Closure often comes with forgiveness, for both you and your ex. Holding onto anger or resentment keeps you tethered to the past. This doesn’t mean what happened was okay; it means you choose not to carry that weight any longer. It’s about freeing yourself.

Many people replay the breakup, wishing they’d done things differently. Accept that everyone makes mistakes. Consciously say, “I forgive myself for not seeing this ending sooner” or “I forgive myself for any mistakes I made.” This kind of self-compassion is powerful.
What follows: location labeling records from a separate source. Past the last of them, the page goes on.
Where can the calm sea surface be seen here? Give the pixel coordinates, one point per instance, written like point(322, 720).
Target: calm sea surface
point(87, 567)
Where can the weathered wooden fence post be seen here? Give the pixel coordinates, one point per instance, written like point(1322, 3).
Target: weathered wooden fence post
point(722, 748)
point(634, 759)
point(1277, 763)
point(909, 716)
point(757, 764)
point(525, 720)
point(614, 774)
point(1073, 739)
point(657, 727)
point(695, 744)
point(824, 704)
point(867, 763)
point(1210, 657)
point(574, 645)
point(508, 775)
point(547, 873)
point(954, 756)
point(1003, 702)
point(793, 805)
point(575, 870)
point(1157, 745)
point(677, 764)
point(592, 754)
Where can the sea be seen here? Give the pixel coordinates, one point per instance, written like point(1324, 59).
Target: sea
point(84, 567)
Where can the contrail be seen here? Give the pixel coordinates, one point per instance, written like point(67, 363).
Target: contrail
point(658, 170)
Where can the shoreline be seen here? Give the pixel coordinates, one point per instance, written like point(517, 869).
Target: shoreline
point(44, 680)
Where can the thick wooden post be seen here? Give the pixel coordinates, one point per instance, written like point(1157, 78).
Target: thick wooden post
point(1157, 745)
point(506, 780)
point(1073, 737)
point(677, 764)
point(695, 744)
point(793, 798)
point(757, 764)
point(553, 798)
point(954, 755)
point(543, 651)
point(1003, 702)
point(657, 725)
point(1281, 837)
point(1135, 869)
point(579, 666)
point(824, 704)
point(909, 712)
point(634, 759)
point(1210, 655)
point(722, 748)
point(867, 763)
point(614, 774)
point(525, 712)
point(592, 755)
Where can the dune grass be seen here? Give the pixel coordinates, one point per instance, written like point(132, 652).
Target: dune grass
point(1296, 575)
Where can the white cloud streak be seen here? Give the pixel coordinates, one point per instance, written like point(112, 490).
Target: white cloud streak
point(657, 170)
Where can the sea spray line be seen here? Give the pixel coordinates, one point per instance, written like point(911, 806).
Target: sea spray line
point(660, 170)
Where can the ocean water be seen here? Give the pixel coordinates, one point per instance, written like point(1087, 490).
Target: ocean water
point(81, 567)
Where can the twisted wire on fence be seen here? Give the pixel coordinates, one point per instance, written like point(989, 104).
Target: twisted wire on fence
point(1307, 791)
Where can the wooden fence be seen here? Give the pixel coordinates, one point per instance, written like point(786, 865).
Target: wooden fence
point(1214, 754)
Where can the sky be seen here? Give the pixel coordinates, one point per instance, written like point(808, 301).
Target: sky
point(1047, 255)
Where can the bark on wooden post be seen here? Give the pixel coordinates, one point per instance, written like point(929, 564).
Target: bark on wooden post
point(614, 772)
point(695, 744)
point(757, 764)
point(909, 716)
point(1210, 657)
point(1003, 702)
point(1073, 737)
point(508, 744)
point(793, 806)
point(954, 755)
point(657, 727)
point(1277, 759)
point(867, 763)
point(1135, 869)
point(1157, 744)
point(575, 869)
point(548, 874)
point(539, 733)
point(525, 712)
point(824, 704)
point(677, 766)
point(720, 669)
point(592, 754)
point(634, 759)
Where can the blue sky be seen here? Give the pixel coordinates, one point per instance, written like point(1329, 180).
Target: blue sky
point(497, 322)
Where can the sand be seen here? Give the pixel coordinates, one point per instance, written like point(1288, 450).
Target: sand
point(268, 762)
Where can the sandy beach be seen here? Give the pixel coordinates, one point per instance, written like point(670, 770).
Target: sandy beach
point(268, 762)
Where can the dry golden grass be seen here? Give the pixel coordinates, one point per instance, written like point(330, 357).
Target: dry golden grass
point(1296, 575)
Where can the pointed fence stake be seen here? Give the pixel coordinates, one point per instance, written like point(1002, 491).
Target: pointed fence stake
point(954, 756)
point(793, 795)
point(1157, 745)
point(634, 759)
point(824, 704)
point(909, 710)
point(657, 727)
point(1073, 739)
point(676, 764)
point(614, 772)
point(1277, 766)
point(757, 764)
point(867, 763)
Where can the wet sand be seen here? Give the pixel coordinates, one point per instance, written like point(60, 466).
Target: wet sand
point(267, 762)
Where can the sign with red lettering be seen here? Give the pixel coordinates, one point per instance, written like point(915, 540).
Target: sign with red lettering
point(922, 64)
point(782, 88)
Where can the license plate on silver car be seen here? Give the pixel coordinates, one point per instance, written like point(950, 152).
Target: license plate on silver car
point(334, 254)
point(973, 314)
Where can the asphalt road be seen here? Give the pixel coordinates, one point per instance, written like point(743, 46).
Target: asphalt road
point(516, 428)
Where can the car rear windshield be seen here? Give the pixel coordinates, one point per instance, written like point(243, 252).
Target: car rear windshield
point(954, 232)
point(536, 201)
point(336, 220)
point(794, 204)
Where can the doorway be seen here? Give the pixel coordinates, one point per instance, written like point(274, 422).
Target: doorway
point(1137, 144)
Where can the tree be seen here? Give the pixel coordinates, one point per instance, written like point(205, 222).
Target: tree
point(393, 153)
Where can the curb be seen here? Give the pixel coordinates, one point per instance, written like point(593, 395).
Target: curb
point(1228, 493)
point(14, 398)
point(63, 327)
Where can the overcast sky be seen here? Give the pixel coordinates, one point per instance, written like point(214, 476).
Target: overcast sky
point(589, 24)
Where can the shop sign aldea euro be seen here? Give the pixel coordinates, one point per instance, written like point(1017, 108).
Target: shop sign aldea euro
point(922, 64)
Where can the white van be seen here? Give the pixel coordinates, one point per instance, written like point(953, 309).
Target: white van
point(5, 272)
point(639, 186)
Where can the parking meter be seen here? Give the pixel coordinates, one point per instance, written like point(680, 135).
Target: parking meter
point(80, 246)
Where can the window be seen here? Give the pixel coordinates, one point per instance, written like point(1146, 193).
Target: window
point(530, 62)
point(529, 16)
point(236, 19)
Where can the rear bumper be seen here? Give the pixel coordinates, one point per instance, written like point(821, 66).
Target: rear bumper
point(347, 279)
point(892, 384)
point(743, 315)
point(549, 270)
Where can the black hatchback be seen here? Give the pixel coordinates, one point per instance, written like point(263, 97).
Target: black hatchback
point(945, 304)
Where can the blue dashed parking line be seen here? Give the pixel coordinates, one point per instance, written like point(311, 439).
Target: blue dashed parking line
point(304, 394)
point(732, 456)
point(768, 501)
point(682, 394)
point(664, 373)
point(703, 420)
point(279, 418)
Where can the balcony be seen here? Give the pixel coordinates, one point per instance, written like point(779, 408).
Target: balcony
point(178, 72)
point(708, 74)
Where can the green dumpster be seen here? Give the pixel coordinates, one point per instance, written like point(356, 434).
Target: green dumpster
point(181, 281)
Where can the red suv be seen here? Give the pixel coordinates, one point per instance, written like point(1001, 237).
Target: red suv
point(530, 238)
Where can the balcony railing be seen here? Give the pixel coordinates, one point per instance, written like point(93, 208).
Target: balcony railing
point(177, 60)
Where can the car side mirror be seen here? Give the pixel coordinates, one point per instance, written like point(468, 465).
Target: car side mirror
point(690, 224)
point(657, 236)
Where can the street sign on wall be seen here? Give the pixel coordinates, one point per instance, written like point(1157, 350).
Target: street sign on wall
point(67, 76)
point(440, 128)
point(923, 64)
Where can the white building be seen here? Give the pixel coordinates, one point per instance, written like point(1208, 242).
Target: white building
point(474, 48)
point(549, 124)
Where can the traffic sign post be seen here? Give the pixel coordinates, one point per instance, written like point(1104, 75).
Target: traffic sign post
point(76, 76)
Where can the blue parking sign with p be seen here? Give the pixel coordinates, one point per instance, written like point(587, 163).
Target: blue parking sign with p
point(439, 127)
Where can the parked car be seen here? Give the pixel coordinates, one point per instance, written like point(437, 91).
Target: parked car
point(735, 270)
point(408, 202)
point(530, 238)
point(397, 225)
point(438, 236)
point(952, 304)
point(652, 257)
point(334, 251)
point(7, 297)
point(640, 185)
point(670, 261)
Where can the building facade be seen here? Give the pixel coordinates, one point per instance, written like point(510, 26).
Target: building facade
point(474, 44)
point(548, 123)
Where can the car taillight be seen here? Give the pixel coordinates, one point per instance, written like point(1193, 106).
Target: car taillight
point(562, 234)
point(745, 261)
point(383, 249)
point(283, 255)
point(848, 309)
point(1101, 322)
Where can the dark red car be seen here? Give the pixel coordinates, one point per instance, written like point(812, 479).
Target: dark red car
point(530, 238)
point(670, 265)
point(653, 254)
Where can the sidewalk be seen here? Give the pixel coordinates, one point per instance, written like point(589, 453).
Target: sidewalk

It’s equally important to forgive your ex: This is for you, not them. You might tell yourself, “I forgive them for their part in ending this. I’m ready to let go of those hurts.” It can feel hard, but often when you truly forgive, it lessens the anger that keeps you holding on.

Related Reading: Why Trying To Make Your Ex Feel Jealous is Silly and Distasteful?

5. Be patient and be kind to yourself

Finally, understand that moving on after a breakup takes time. There’s no fixed schedule for when you “should” feel better. Some days you’ll wake up fine; other days it will hit you out of the blue. That’s normal. You might find it helpful to remind yourself that healing is not linear. One day you improve a lot, the next day you might slip back into missing them. Don’t beat yourself up over this. Instead,

  • Celebrate small victories: Every day you go without contacting your ex is a win. Each month you feel a bit more like yourself again is progress. Notice these improvements
  • Allow happiness again: When something good happens (a promotion, a fun night out), let yourself feel joy without guilt. You deserve to be happy
  • Trust that you will heal: It may take longer than you want, but people do recover from heartbreak. The strong emotions will soften over time. Trust that with each lesson learned, you’re growing stronger

Key Pointers

  • It’s normal to still love your ex after a breakup, as emotional bonds take time to fade
  • Taking small, actionable steps like seeking support and focusing on self-care can aid in healing
  • Finding closure comes from within; rituals like writing letters or reflecting on the relationship can help
  • Healing is a gradual process, and it’s important to be patient and kind to yourself along the way

Final Thoughts

Above all, remember that if you ever feel overwhelmed, help is available. There is no shame in seeking professional guidance. Sometimes a therapist’s advice can be life-saving. Each day, make a small promise to yourself: maybe it’s “Today I will not text them,” or “Today I will meet a friend.” Gradually, the phrase “I still love my ex” will lose a bit of its power. Keep repeating in your mind: you are worthy of love, and you will get through this.

You might still wonder how to move on after a breakup when you are still in love or wonder, “Will I ever get over my ex?” Those questions are natural. Use the tips above and trust that the answers will come in time. It is normal, as experts say, to have lingering feelings for your ex. What matters is taking care of yourself and gently guiding your heart forward, one step at a time. You will look back one day and say, “I made it through and I’m glad I did.”